Within an hour of the shooting, Finland’s anti-terror squad, wearing heavy body armour, were scouring the labyrinthine shopping mall. Evacuated shoppers were told to leave their purchases and not to collect their cars. Trains were ordered not to stop at the station closest to the Sello Mall and armed units were stationed in Helsinki train station in case the gunman had already slipped into the capital.

In the time it took for armed security forces to arrive, Shkupolli had already gone to the home of his ex-girlfriend, killed her, and then himself.

This is the third mass shooting in Finland in two years, the previous two having been explained away as the acts of “deranged loners that could have happened anywhere.”

This time, however, politicians in Finland, instead of focusing on how Shkupolli—who had a criminal record—was able to obtain an illegal handgun in a country that already has strict gun-control laws, are now considering a further tightening of those restrictions.

Finnish politicians will now begin to debate how these “deranged loners,” under the hypnotic spell cast by the “Americanization of Finnish society,” can be prevented from carrying out such attacks in the future.

Ah yes, the American gun-culture rears its ugly head once more, this time shattering the peace in a bucolic Finnish town which would have been spared the carnage caused by Mr. Shkupolli, if only the gun-control laws had been made even stricter.

And yet, one can’t help but wonder how many lives would have been saved had another customer (licensed to carry a concealed weapon), drawn his weapon and put an end to Shkupolli’s rampage as it was getting started. Note that it took nearly an hour for Finnish security forces to arrive.

Are the Finnish politicians on the right track then, in contemplating these stricter measures? Will further restricting gun ownership for those law-abiding citizens interested in self-protection really have a positive effect on reducing the number of lives lost due to crimes committed with guns?

Let’s look at some numbers:

According to the U.S. Department of Justice, of the total murders committed in 2004, 66 percent were committed with firearms. The number of murders committed by those with licensed firearms was: 4. The ratio of crimes committed by permit holders to total permit holders is a tiny percentage compared to crimes committed by those without permits. Permit holders have to demonstrate that they are upstanding citizens with clean records when they apply for a concealed handgun permit. Statistically, they are the safest and most well informed people to have carrying guns, which is why the law allows them to have them.

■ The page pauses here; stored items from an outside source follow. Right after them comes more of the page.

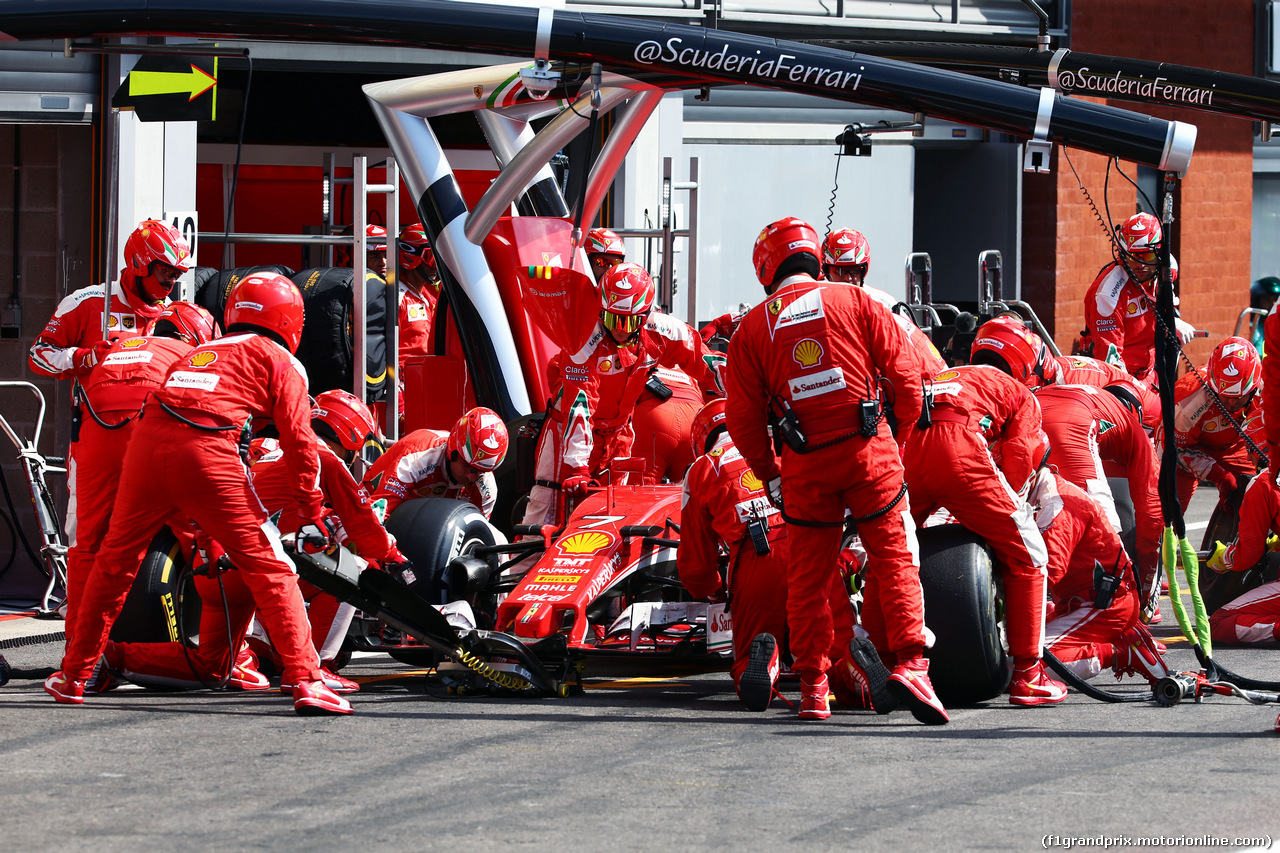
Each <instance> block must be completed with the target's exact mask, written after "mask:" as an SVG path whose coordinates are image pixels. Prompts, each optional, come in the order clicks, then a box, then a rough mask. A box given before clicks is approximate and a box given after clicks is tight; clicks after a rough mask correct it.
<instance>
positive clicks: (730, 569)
mask: <svg viewBox="0 0 1280 853" xmlns="http://www.w3.org/2000/svg"><path fill="white" fill-rule="evenodd" d="M690 447H691V448H692V450H694V451H695V452H699V453H703V455H700V456H699V457H698V459H696V460H695V461H694V466H692V467H691V469H690V471H689V476H686V478H685V488H684V494H682V506H681V512H680V524H681V528H680V549H678V551H677V552H676V555H677V558H676V567H677V569H678V571H680V580H681V583H682V584H685V589H687V590H689V592H690V594H691V596H694V597H695V598H712V599H726V601H727V605H726V611H727V612H728V613H730V615H731V616H732V619H733V666H732V669H731V670H730V672H731V675H732V676H733V689H736V690H737V694H739V698H741V699H742V704H745V706H746V708H748V710H749V711H764V710H765V708H767V707H768V706H769V702H771V701H772V698H773V693H774V689H776V684H777V679H778V672H780V662H778V661H780V652H781V651H783V649H785V647H786V640H787V606H786V601H787V580H786V579H787V574H786V573H787V526H786V524H783V521H782V516H781V515H780V514H778V510H777V507H774V506H773V505H772V503H769V500H768V496H767V494H765V492H764V483H762V482H760V480H759V478H756V476H755V474H754V473H753V471H751V469H750V466H749V465H748V464H746V460H744V459H742V455H741V453H740V452H739V451H737V448H736V447H735V446H733V441H732V439H731V438H730V437H728V433H727V432H726V430H724V401H723V400H713V401H712V402H709V403H707V405H705V406H703V409H701V410H700V411H699V412H698V415H696V418H695V419H694V427H692V438H691V442H690ZM751 525H755V528H754V535H753V529H751ZM719 548H723V549H724V551H726V552H727V555H728V564H727V576H726V578H721V573H719V567H718V565H717V562H718V560H717V552H718V549H719ZM762 551H763V553H762ZM828 587H829V589H828V599H829V602H831V607H832V613H833V620H832V621H833V631H835V638H833V643H832V648H831V652H828V654H829V657H831V660H832V661H837V662H836V663H835V665H833V666H832V669H831V672H829V683H831V689H832V692H833V693H835V694H836V701H837V702H838V703H841V704H847V706H850V707H859V708H860V707H865V703H867V698H865V697H864V689H865V690H867V692H872V690H874V698H872V703H873V704H874V707H876V708H877V710H881V711H888V710H891V708H892V707H893V706H896V702H893V699H892V695H890V694H888V692H887V686H886V679H887V676H888V672H887V671H886V670H884V667H883V663H881V661H879V657H878V656H877V654H876V648H874V646H872V644H870V642H869V640H867V639H859V640H854V611H852V607H851V606H850V602H849V593H847V592H846V590H845V587H844V584H842V583H841V580H840V574H838V573H832V574H831V578H829V584H828ZM850 642H855V643H856V646H855V647H854V649H850ZM851 652H852V653H851ZM859 660H861V661H863V663H865V665H867V666H869V667H873V669H872V672H870V678H868V674H867V672H865V671H864V670H863V666H861V665H859V663H858V661H859Z"/></svg>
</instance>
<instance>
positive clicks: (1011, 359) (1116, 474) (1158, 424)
mask: <svg viewBox="0 0 1280 853" xmlns="http://www.w3.org/2000/svg"><path fill="white" fill-rule="evenodd" d="M969 362H970V364H989V365H991V366H993V368H1000V369H1001V370H1004V371H1005V373H1007V374H1009V375H1011V377H1012V378H1014V379H1018V380H1019V382H1021V383H1023V384H1024V386H1027V387H1028V388H1030V389H1033V391H1034V389H1036V388H1043V387H1044V386H1092V387H1094V388H1102V387H1103V386H1114V384H1117V383H1121V384H1125V383H1126V384H1128V386H1129V387H1130V388H1132V389H1133V392H1134V393H1135V394H1137V396H1138V402H1140V403H1142V425H1143V428H1144V429H1146V430H1147V434H1151V433H1153V432H1155V430H1156V427H1158V425H1160V394H1158V393H1156V391H1155V389H1153V388H1152V387H1151V386H1148V384H1147V383H1144V382H1138V380H1137V379H1134V378H1133V377H1130V375H1129V374H1128V373H1126V371H1125V370H1124V369H1121V368H1117V366H1115V365H1112V364H1107V362H1106V361H1098V360H1097V359H1091V357H1089V356H1055V355H1053V353H1052V352H1051V351H1050V348H1048V345H1046V343H1044V341H1042V339H1041V337H1039V336H1038V334H1036V333H1034V332H1032V330H1030V329H1028V328H1027V325H1025V324H1024V323H1023V321H1021V320H1016V319H1014V318H1010V316H997V318H995V319H991V320H987V321H986V323H983V324H982V328H980V329H978V337H977V338H974V342H973V346H972V347H970V350H969ZM1107 476H1117V474H1115V473H1112V471H1108V473H1107Z"/></svg>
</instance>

But the real question, which is never alluded to in the Times article, is this: How many lives can be saved because of guns?

In the United States, there are approximately 2.5 million cases of people using firearms for self-defense each year. If this estimate is accurate, the defensive use of firearms might save as many as seventy-five lives for every life lost to gun-related crime, because firearms are involved in about 32,000 deaths (murders, suicides, and accidents) every year.

States having right-to-carry laws also have the lowest crime rates. The DOJ’s 2007 Uniformed Crime Report figures note that states with right-to-carry laws have a 30 percent lower homicide rate, as well as a 46 percent lower robbery rate than states with higher gun ownership restrictions.

In Vermont (one of the safest five states in the country), citizens can carry a firearm without getting permission, paying a fee, or going through a government-imposed waiting period. And yet for ten years in a row, Vermont has remained one of the top-five, safest states in the union — having three times received the “Safest State Award.”

In Switzerland, there are few or no restrictions on who can own, or who can carry a firearm. Switzerland’s citizens are heavily armed, and yet Switzerland has some of the lowest crime rates in the world (despite one of the highest levels of gun ownership). Maybe that’s why even Hitler and Mussolini left it alone.

Finland is about to embark on another internal debate over guns. The country should, if it really wants to be safer, have a serious look at relaxing its gun-control laws, not strengthening them.